Flash storage can be a big power consumer in mobile devices, but it’s not the flash that sucks up all that energy, it is the software that goes with it, according to researchers from the University of California at San Diego and Microsoft.

Studying built-in storage in an Android smartphone and two Microsoft Surface RT tablets, graduate student Jing Li and his colleagues found that storage consumed more energy than anything else when the devices had their screens off. Though that may not sound important, screen-off time may account for much of the day as consumers carry their devices around. Functions keep running in the background as alerts and other data come down from the network.

Li, who presented the findings at the Usenix FAST conference in California, was not surprised at the power demands of native storage. But he was stunned to discover that almost all of that power was consumed by software rather than the underlying hardware.

The storage devices themselves, in this case embedded multimedia card (eMMC) flash chips, only took up about 1% of the energy devoted to storage, the UCSD team found. The other 99% was consumed by elements of the software stack, including the runtime system, the file system and encryption functions.

There are good reasons to include those processes. For example, encryption is vital in mobile devices because they’re especially vulnerable to theft and loss, Li said.
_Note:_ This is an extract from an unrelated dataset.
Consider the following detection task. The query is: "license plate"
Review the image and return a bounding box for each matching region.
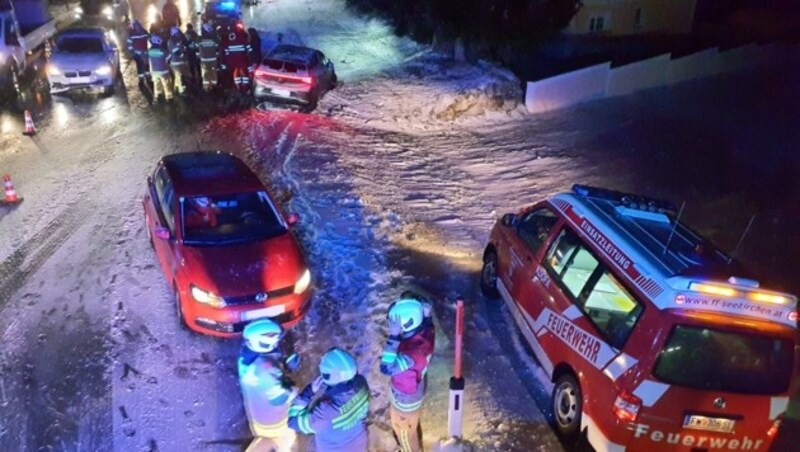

But the way encryption is performed in them places a heavy burden on the battery.

“Even though there are some application-specific components inside the mobile device that can help you to deal with encryption, the throughputs of those components are too low to meet the requirements of the storage system,” Li said. “Because of that, the designers of the storage system still decide to use the general-purpose CPU to perform the encryption tasks.”

In one set of tests, the team compared power consumption between devices with and without encryption. It showed that a storage subsystem with encryption claimed more than twice the share of the device’s power consumption compared to one without, Li said.
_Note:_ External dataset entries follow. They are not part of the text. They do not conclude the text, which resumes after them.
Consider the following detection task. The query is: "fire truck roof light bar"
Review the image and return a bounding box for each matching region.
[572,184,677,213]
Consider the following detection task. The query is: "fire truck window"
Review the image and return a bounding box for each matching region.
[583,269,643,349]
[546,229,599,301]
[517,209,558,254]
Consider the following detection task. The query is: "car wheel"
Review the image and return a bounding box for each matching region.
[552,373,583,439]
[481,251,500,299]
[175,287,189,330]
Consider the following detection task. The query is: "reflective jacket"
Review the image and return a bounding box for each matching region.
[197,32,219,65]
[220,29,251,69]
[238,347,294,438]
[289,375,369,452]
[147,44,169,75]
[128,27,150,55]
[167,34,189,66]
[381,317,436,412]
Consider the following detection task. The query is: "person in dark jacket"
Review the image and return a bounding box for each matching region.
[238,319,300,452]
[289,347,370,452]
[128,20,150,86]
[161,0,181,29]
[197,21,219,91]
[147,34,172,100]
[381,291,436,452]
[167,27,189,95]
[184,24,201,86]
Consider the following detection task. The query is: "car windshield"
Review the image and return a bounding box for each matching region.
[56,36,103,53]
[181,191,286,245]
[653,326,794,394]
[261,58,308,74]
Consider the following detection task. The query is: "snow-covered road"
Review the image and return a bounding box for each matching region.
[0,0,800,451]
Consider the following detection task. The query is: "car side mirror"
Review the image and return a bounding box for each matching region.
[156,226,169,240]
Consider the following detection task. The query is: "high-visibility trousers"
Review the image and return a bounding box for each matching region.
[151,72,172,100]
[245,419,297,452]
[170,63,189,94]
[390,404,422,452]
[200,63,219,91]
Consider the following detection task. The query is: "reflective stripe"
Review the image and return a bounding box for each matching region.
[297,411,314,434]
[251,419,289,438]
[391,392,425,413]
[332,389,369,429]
One reason is that most devices use full-disk encryption even though some of the data, such as OS files, application binaries and some media purchased online, may not need it, he said. As an alternative, the study suggested using a partially encrypted file system. Tools such as Encrypting File System on Windows and GNU Privacy Guard could provide this capability, which would let app developers fine-tune which data gets encrypted and control the energy consumption of an app, Li said. But it would take additional components to fully secure a partially encrypted file system, he said.

Most mobile devices also run apps in secure containers, using managed languages such as Java or the Common Language Runtime, to prevent unauthorised access to sensitive data and contain attacks by malicious apps. The team’s testing showed that this technique increased power consumption by as much as 18% on Windows RT and 102% on Android.

Device and OS vendors use managed languages and other techniques to isolate data among different apps, Li said. Much of this storage virtualisation can be moved into storage hardware by giving each application the illusion of a private file system, he said.

Another way to cut down on power consumption would be to shift the storage tasks now running on CPUs, including encryption and virtualisation, onto a system on a chip (SoC) specifically for storage operations, Li said. A challenge there will be to make the SoC’s encryption engine fast enough to keep up with applications’ demands, he said.